Schizophrenics also have underactive front brain and tend to take such things as proverbs very lieterally.
So obesity, gamling and schizophrenia are linked by the reduction in front brain activity: reflected in excessive dopamine which places the brain in the situation of the "thrill of the moment" rather than cognitive judgement. Set out as:
Mindless world: strong feelings, sensory, here-and-now, external environment, little meaning, ..
Mindful: thinking, cognitive, past/present, internal percepriotns, personal meaning, ...
The big question is does the "world of the screen" place children in the same mindless mode of reduced stimulation? And if so does this correspond to states that are actually associated with creativity along with the willingness to take risks?
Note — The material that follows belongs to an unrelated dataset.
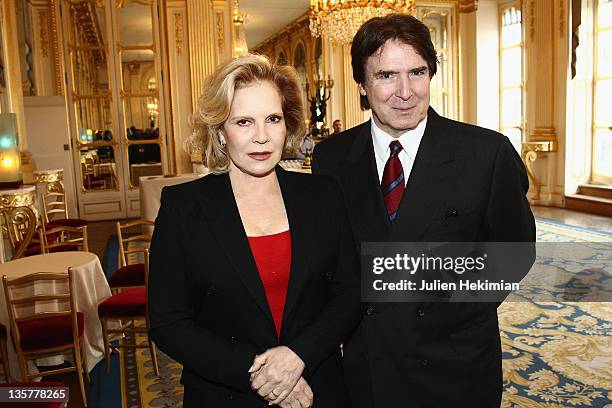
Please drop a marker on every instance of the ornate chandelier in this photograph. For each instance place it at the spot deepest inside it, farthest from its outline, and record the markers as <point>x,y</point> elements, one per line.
<point>339,20</point>
<point>239,44</point>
E.g. Childhood, excited, drug, schizophrenia all demonstrate creativity through the lack of control and risk taking. Note - this does not mean all these people are creative, or all creative people need to fit this pattern.
True creativity that is recognised has to also mean something. The need to have insight and connectivity.
- must have identity
- have a story to tell
- a past and a future
- and therefore MEANING
Project entropia was played as an example of the stimulation that children have today - can it promote the risk taking element that leads into creativity?
If we are in the business of generating environments for growing brains we should try to understand these things.
For more (and doubtless a much better explanation than I have managed to blog) there is a new book by Susan Geenfield: id - the quest for meaning in the 21st century.